On keywords, I’m “yes, and” — explicitly middle of the road.
Google says the query stream is now too long and complex to manually choose matching keywords. There’s truth there. But match types are a logic tool, and they still capture volume in the buckets that matter to your brand, with control and intentional testing. What’s actually happening is subtler and more interesting: keyword and audience are coming together for the first time. Until now we had V1 of that — slice your campaigns once, exclude an age band, run an RLSA list. There was never an effective way to express “this keyword, when searched by this user.” That’s a combinatorial problem, and the new campaign types are one attempt to solve it. So it’s not keyword-versus-AI. It’s both. You keep targeting everything you can account for and control, and you take on some exposure through PMax/AI Max to catch the complex queries you can’t enumerate. Yes, and.
There’s likely an early-mover advantage in AI Max — that’s the real reason to test it.

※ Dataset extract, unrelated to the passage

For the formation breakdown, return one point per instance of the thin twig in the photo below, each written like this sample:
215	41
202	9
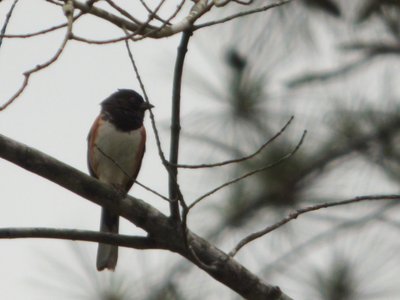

Google has made AI Max with text customization the gate to appearing in AI Mode. Set that aside from the hype and there’s a genuine liquidity argument: turn it on and you may show up for more queries, across greater query diversity, before your competitors are doing the same. That timing edge — not the “let AI run it” pitch — is why it’s worth structured testing now. Use the brand list as your control: it constrains both targeting and message, a targeting guideline and a brand guideline in one. And if you’re new to these campaign types, use negative keywords judiciously.
“The pace of change can feel overwhelming” — I don’t buy it.
That was Ginny Marvin’s line, and it isn’t helpful to me. I don’t feel overwhelmed or out of control. There are changes; there are announcements. But ask who that narrative actually serves. If it’s overwhelming, too fast, too much, then you don’t have it figured out — so you need Google to show you the way, you need their tools, you need to let go of the reins and let them drive. Convenient. I’m not taking the bait.
The behavior shift is real, but ironically Google-made.
More searches than ever, in more complex ways than ever — true, and an outcome of what Google did. They changed the search bar on Android and Google.com, embedded Gemini as the default across surfaces, and wired the flow from a traditional search into AI Mode and AI Overviews. I see it on my own Pixel. Without those product changes, the adoption and the behavior change wouldn’t be there. It’s chicken-and-egg. Plan for the reality, but don’t mistake it for a neutral market signal pulling Google along.
What To Do Now
Audit your measurement and data first.
Treat your product feed as a strategic asset.
Test AI Max and the new formats deliberately — with real causality.
Use Asset Studio to remove the production bottleneck — then keep thinking.